The advertisement for the position garnered 23 applications, seven of which met the job description’s requirements and were included in the interview process. Sulc submitted his resume on the next-to-last day for consideration, and his candidacy created a split between the four other supervisors about whether he should move through the interview process.
After reviewing the qualifications of the finalists for the post, Siffrinn ranked Sulc last out of the seven candidates, giving him a score of 23 out of 50 total points, nearly half the number assigned to the top candidate. However, the commission report states the supervisors did not consider Siffrinn’s input while making a decision. Sulc claimed he “blew away” the supervisors in the final interview, which included a presentation on what the director would do for the park.
Sulc was one of three candidates selected in June 2011 to continue through the final interview process, although there are no records on how that decision was reached.
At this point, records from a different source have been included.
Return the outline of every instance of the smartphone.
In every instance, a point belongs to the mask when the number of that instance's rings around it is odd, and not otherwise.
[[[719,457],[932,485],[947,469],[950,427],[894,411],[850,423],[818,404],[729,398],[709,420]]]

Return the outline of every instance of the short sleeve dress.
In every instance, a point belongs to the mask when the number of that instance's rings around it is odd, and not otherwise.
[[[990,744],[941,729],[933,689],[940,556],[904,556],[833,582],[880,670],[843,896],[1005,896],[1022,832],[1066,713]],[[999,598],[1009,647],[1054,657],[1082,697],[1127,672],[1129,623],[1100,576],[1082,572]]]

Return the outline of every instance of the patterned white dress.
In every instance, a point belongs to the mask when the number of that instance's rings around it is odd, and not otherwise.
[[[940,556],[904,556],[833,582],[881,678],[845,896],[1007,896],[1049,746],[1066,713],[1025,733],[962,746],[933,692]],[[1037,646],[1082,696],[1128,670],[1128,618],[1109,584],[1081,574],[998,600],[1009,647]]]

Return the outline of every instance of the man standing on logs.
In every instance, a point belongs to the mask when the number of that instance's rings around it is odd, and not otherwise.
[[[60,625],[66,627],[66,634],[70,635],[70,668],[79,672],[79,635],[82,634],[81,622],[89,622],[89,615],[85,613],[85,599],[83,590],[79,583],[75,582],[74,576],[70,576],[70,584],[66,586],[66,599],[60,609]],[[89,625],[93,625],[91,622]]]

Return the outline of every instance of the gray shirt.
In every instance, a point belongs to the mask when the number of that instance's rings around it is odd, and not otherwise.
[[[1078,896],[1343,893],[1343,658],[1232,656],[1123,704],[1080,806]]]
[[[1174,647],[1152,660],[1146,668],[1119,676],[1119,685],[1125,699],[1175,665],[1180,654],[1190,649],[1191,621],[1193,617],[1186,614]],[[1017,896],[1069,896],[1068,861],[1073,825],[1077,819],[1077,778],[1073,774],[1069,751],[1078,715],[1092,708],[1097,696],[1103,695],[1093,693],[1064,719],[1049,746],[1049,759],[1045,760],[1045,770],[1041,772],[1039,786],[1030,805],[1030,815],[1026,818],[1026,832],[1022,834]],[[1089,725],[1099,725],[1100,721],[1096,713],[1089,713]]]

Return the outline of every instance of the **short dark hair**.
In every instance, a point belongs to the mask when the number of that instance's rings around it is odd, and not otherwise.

The report states that Sulc visited then-Supervisor William Brooks, who was opposed to hiring Sulc, at his home to lobby for his candidacy during the process. Sulc said he met privately with each supervisor during the interview stage, which any candidate was permitted to do.
Brooks and fellow supervisor Robert Balogh continued to oppose Sulc’s candidacy in July, but Balogh changed his mind later when Sulc offered to resign his position as supervisor.
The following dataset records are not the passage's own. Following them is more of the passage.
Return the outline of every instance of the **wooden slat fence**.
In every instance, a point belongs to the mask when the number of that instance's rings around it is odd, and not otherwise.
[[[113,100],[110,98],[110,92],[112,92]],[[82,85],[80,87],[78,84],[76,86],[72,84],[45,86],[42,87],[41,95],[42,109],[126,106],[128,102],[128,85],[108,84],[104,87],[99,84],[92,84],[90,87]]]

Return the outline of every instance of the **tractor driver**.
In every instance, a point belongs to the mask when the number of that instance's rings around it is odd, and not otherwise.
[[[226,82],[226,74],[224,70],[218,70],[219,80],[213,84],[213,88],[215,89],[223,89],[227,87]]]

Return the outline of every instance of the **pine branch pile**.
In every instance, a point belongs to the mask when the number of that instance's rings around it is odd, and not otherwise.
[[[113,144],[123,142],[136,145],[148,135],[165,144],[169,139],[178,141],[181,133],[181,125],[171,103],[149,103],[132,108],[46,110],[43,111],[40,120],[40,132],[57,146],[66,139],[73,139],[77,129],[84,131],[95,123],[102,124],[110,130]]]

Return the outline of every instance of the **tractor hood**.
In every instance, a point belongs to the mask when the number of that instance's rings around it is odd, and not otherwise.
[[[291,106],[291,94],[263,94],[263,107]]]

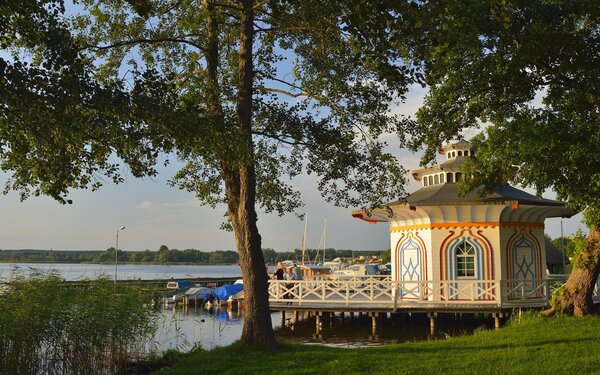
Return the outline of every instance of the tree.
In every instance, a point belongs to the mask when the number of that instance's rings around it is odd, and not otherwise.
[[[552,188],[585,210],[590,233],[552,311],[592,310],[600,272],[600,8],[595,1],[440,2],[419,5],[397,38],[421,61],[430,91],[406,122],[423,163],[465,129],[484,127],[464,166],[462,193],[505,181]],[[541,103],[534,100],[541,97]]]
[[[396,51],[351,27],[377,15],[362,12],[360,1],[85,0],[72,19],[74,39],[57,21],[61,1],[28,1],[41,13],[57,4],[47,16],[72,55],[41,75],[68,72],[76,60],[76,82],[89,89],[50,111],[56,121],[41,134],[51,146],[33,138],[45,147],[29,152],[13,142],[2,149],[0,158],[11,161],[2,169],[15,174],[9,188],[26,197],[33,186],[66,201],[70,188],[99,187],[98,174],[120,182],[120,164],[108,162],[113,154],[143,175],[156,173],[160,152],[175,152],[187,164],[173,184],[227,207],[225,227],[234,232],[244,278],[242,344],[275,347],[256,204],[279,214],[298,208],[299,192],[287,179],[303,171],[318,175],[319,189],[338,205],[371,207],[403,195],[405,170],[378,137],[399,128],[390,105],[419,77]],[[15,45],[21,35],[11,37]],[[62,48],[39,45],[42,56]],[[57,82],[56,89],[65,86]],[[1,123],[0,141],[27,144],[39,110],[27,108],[31,116],[15,137],[5,130],[18,120],[18,107],[2,100],[11,117]],[[40,100],[54,106],[64,98]],[[65,118],[72,118],[68,126]],[[46,163],[52,155],[40,158],[50,149],[60,155],[55,167]],[[18,164],[23,156],[37,173]]]

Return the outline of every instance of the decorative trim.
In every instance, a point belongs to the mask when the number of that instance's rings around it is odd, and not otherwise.
[[[529,245],[528,247],[531,249],[531,263],[527,265],[527,269],[523,269],[525,265],[524,260],[521,261],[521,263],[519,263],[519,259],[516,258],[517,245],[521,243]],[[543,277],[544,268],[542,264],[542,247],[537,237],[533,234],[532,230],[527,231],[525,229],[515,229],[514,233],[512,234],[506,245],[506,266],[507,275],[509,279],[541,279]],[[531,269],[532,266],[533,269]],[[529,273],[532,275],[532,277],[517,277],[525,276],[525,274]],[[512,287],[512,283],[509,284],[509,288]],[[532,285],[532,287],[534,287],[534,285]],[[536,299],[542,297],[543,295],[541,293],[536,293],[532,296],[527,297],[527,299]]]
[[[427,229],[470,229],[470,228],[534,228],[544,229],[544,223],[526,223],[510,221],[462,222],[462,223],[433,223],[415,224],[390,227],[390,233]]]
[[[405,245],[407,244],[414,244],[417,250],[417,254],[419,257],[419,272],[418,272],[418,279],[416,280],[404,280],[403,278],[403,247],[405,247]],[[396,249],[395,249],[395,260],[396,260],[396,265],[394,267],[394,276],[395,276],[395,280],[396,281],[404,281],[404,282],[421,282],[423,280],[428,280],[428,274],[427,274],[427,248],[425,246],[425,242],[423,241],[423,239],[421,238],[421,236],[419,236],[418,232],[409,232],[409,233],[403,233],[400,237],[400,239],[397,242],[396,245]],[[420,293],[420,287],[417,288],[418,293]],[[427,293],[427,292],[426,292]],[[402,299],[414,299],[411,297],[404,297],[402,290],[400,291],[400,295]],[[426,297],[427,295],[425,295]]]
[[[448,236],[444,238],[440,246],[440,280],[453,281],[457,280],[455,268],[455,250],[463,241],[468,241],[476,250],[476,278],[481,280],[485,288],[489,287],[489,283],[494,280],[494,257],[492,246],[489,240],[483,235],[482,231],[477,231],[476,234],[471,232],[470,228],[462,229],[458,234],[450,231]],[[445,291],[441,290],[442,296]],[[458,299],[460,296],[447,296],[447,299]],[[481,300],[489,300],[490,298],[482,298]]]

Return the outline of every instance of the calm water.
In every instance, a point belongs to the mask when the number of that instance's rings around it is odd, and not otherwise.
[[[13,272],[33,273],[58,271],[66,280],[97,278],[102,275],[114,277],[114,265],[97,264],[39,264],[39,263],[0,263],[0,281],[7,280]],[[195,277],[241,277],[238,266],[197,266],[197,265],[119,265],[119,279],[185,279]],[[159,329],[156,333],[154,350],[178,349],[187,351],[194,346],[211,349],[229,345],[239,340],[242,326],[242,311],[226,309],[204,309],[202,307],[165,308],[160,311]],[[313,338],[314,318],[301,321],[293,328],[280,327],[280,314],[271,316],[277,337],[282,340],[302,343],[325,343],[336,346],[381,345],[390,342],[427,340],[429,325],[424,317],[405,316],[400,320],[385,320],[380,323],[377,336],[372,336],[370,318],[338,318],[324,321],[323,336]],[[289,323],[289,321],[288,321]],[[452,317],[440,319],[438,335],[435,338],[471,334],[482,328],[490,328],[491,318],[467,318],[454,320]]]
[[[279,328],[278,313],[271,314],[273,328]],[[159,318],[155,349],[189,351],[194,346],[212,349],[240,339],[244,317],[242,311],[205,309],[202,307],[165,308]]]
[[[0,263],[0,280],[10,278],[14,271],[32,273],[35,271],[58,271],[66,280],[84,278],[95,279],[102,275],[111,278],[115,266],[110,264],[63,264],[63,263]],[[185,279],[196,277],[241,277],[239,266],[197,266],[197,265],[141,265],[123,264],[117,266],[117,278],[125,279]]]

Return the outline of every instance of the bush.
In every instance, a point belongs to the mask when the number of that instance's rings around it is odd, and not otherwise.
[[[0,374],[124,372],[156,330],[149,302],[108,278],[13,277],[0,291]]]

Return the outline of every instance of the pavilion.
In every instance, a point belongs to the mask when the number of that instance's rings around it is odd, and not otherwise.
[[[442,147],[442,163],[413,172],[419,190],[352,215],[390,223],[395,299],[543,306],[544,220],[575,212],[507,184],[485,196],[459,197],[461,166],[475,152],[465,140]]]

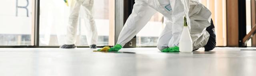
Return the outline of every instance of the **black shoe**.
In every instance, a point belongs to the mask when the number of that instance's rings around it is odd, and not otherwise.
[[[213,49],[216,46],[216,35],[214,31],[214,25],[213,21],[211,20],[211,25],[206,28],[206,30],[210,34],[209,40],[204,46],[204,51],[210,51]]]
[[[96,49],[97,48],[97,46],[96,46],[96,45],[91,45],[90,46],[90,48],[91,48],[91,49]]]
[[[73,45],[63,45],[60,47],[60,48],[76,48],[76,46],[74,44]]]

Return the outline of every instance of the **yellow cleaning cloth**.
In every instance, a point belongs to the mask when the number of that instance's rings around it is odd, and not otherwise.
[[[64,2],[66,3],[66,5],[68,6],[68,0],[64,0]]]
[[[102,49],[98,50],[94,50],[93,51],[102,51],[102,52],[108,52],[108,50],[110,49],[110,48],[109,46],[105,46],[103,47]]]

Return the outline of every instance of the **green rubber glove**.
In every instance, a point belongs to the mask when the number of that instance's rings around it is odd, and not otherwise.
[[[174,46],[172,48],[166,48],[161,51],[162,52],[180,52],[180,48],[178,46]]]
[[[115,46],[110,48],[108,50],[108,51],[118,51],[122,48],[122,46],[120,44],[117,44]]]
“I think I told (Sulc) that I’d consider it if he would resign,” Balogh testified, adding he did not want Sulc to be his own boss as a supervisor.
Sulc resigned his seat on the board of supervisors Sept. 27, 2011, and was immediately hired to become the parks and recreation director by a 3-1 vote, with Brooks dissenting. The supervisors agreed to pay him a salary of $60,000, which was $10,000 more than what they budgeted months before and was similar to Sulc’s salary with Range. Sulc said that number was just a budget line item and not a set salary figure for the position. He thinks the $20,000 fine is due to that figure, but pointed to the amount of unclaimed overtime hours he worked during his tenure as proof of his commitment to the job.
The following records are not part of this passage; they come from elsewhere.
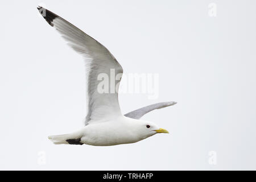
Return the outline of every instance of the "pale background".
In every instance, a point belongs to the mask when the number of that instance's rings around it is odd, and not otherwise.
[[[40,3],[105,45],[125,73],[159,74],[158,99],[123,94],[119,102],[123,114],[177,102],[143,117],[170,135],[111,147],[48,140],[82,126],[85,82],[81,57],[38,15]],[[0,5],[1,169],[256,169],[256,1]]]

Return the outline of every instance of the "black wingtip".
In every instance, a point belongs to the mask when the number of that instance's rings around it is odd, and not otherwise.
[[[53,24],[52,23],[52,21],[56,18],[59,17],[59,16],[42,6],[38,6],[37,9],[40,14],[43,16],[43,17],[44,17],[47,23],[49,23],[50,26],[53,27]]]

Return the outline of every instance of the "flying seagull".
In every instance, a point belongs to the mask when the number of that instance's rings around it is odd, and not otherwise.
[[[122,115],[118,93],[101,93],[97,86],[99,74],[110,76],[114,70],[122,75],[123,69],[112,54],[101,43],[63,18],[44,9],[38,7],[47,23],[61,35],[75,51],[81,54],[86,67],[87,115],[85,126],[70,134],[52,135],[55,144],[106,146],[135,143],[157,133],[168,133],[155,123],[139,120],[145,114],[176,104],[166,102],[151,105]],[[115,81],[118,90],[118,81]]]

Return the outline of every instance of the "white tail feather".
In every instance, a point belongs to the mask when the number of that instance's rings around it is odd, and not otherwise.
[[[50,140],[53,142],[54,144],[68,144],[66,141],[69,139],[70,136],[69,134],[58,135],[51,135],[48,138]]]

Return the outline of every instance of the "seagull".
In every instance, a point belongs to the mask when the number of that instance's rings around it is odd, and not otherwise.
[[[38,6],[47,23],[54,27],[68,44],[81,55],[86,68],[87,114],[85,126],[77,131],[48,136],[54,144],[86,144],[97,146],[114,146],[137,142],[158,133],[168,133],[156,124],[139,119],[145,114],[176,104],[164,102],[151,105],[123,115],[118,102],[118,92],[98,91],[101,73],[122,75],[123,69],[113,55],[98,42],[63,18]],[[114,86],[118,90],[120,80]],[[110,88],[111,89],[111,88]]]

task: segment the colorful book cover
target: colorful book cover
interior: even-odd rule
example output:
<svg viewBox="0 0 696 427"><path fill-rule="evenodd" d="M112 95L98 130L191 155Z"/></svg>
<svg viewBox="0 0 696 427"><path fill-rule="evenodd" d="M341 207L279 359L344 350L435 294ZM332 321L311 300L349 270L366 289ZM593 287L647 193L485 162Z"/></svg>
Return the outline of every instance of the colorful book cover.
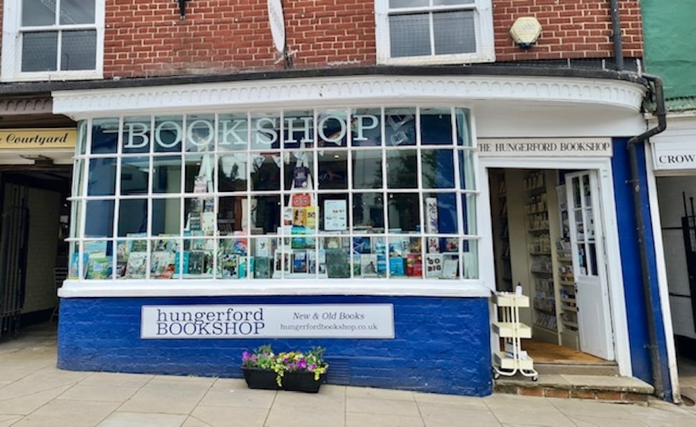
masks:
<svg viewBox="0 0 696 427"><path fill-rule="evenodd" d="M174 271L174 252L158 250L152 252L150 259L150 271L155 277L166 275L168 272Z"/></svg>
<svg viewBox="0 0 696 427"><path fill-rule="evenodd" d="M326 274L329 277L350 277L348 252L342 249L327 249Z"/></svg>
<svg viewBox="0 0 696 427"><path fill-rule="evenodd" d="M111 278L111 257L90 255L87 263L87 279L105 280Z"/></svg>
<svg viewBox="0 0 696 427"><path fill-rule="evenodd" d="M254 260L254 277L257 279L271 278L271 258L255 257Z"/></svg>
<svg viewBox="0 0 696 427"><path fill-rule="evenodd" d="M317 226L317 208L314 206L307 207L307 227L314 228Z"/></svg>
<svg viewBox="0 0 696 427"><path fill-rule="evenodd" d="M400 258L403 253L403 245L401 241L389 242L389 257Z"/></svg>
<svg viewBox="0 0 696 427"><path fill-rule="evenodd" d="M358 236L353 238L353 253L369 254L370 252L370 237Z"/></svg>
<svg viewBox="0 0 696 427"><path fill-rule="evenodd" d="M363 277L377 277L377 254L362 254L360 255L360 275Z"/></svg>
<svg viewBox="0 0 696 427"><path fill-rule="evenodd" d="M437 199L425 198L425 232L438 234Z"/></svg>
<svg viewBox="0 0 696 427"><path fill-rule="evenodd" d="M351 256L353 266L353 277L359 277L361 274L360 254L353 254Z"/></svg>
<svg viewBox="0 0 696 427"><path fill-rule="evenodd" d="M307 252L304 250L292 252L292 273L307 273Z"/></svg>
<svg viewBox="0 0 696 427"><path fill-rule="evenodd" d="M176 252L174 254L174 273L179 274L189 273L189 255L190 252L184 250L183 252Z"/></svg>
<svg viewBox="0 0 696 427"><path fill-rule="evenodd" d="M239 277L239 256L237 254L225 254L220 257L221 275L223 279L237 279Z"/></svg>
<svg viewBox="0 0 696 427"><path fill-rule="evenodd" d="M205 272L205 252L192 250L189 254L189 274L203 274Z"/></svg>
<svg viewBox="0 0 696 427"><path fill-rule="evenodd" d="M442 255L425 254L425 278L438 279L442 277Z"/></svg>
<svg viewBox="0 0 696 427"><path fill-rule="evenodd" d="M420 277L423 275L422 255L409 254L406 259L406 275L412 277Z"/></svg>
<svg viewBox="0 0 696 427"><path fill-rule="evenodd" d="M147 271L148 252L131 252L126 263L126 277L129 279L144 279Z"/></svg>
<svg viewBox="0 0 696 427"><path fill-rule="evenodd" d="M403 276L406 271L404 268L403 258L389 258L389 275Z"/></svg>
“I lived and breathed that park,” Sulc said. “A lot of people tell me they took the heart out of that park (with my departure).”
Although his recollection of events did not deviate much from the report’s finding, he took exception with the Ethics Commission’s ruling. He also presented a voicemail of a phone call from the commission to inform him of the ruling, which includes two commission employees who apparently thought the call ended laughing about how the $20,000 fine would “make his day.”
State Ethics Commission Rob Caruso confirmed his employees were involved in the phone conversation, but he had not heard the voicemail. He would not say if any employees at the commission’s office in Harrisburg would face discipline. Caruso added the expression likely was a reaction to what he termed “roadblocks” set up by Sulc and his demeanor during public testimony in Pittsburgh last year.
That explanation did not sit well with Sulc, who said he made the unusual decision to open the testimony to the public.
“How can you sit there and joke about this on the phone?” Sulc said of the voicemail. “Yeah, a $20,000 fine will make my day. That’s the class of people we’re dealing with at the state Ethics Commission.”
The report states that Sulc failed to provide the township and commonwealth with a statement of financial interest in 2009 and must amend similar statements in 2006, 2007, 2008, 2010 and 2011 because he did not disclose direct sources of income those years. Sulc said that was a simple mistake and he has since provided them with the proper records.
He is appealing the ruling and has no plans to pay the fine. Sulc also would not rule out another run for township supervisor, since the decision does not bar him from holding office.
“Everything should be overturned,” Sulc said. “If I had something to hide or did something wrong, then I would pay my fine and leave town with my tail between my legs.”
The entire 43-page report and final ruling can be viewed on the state Ethics Commission’s website at www.ethics.state.pa.us.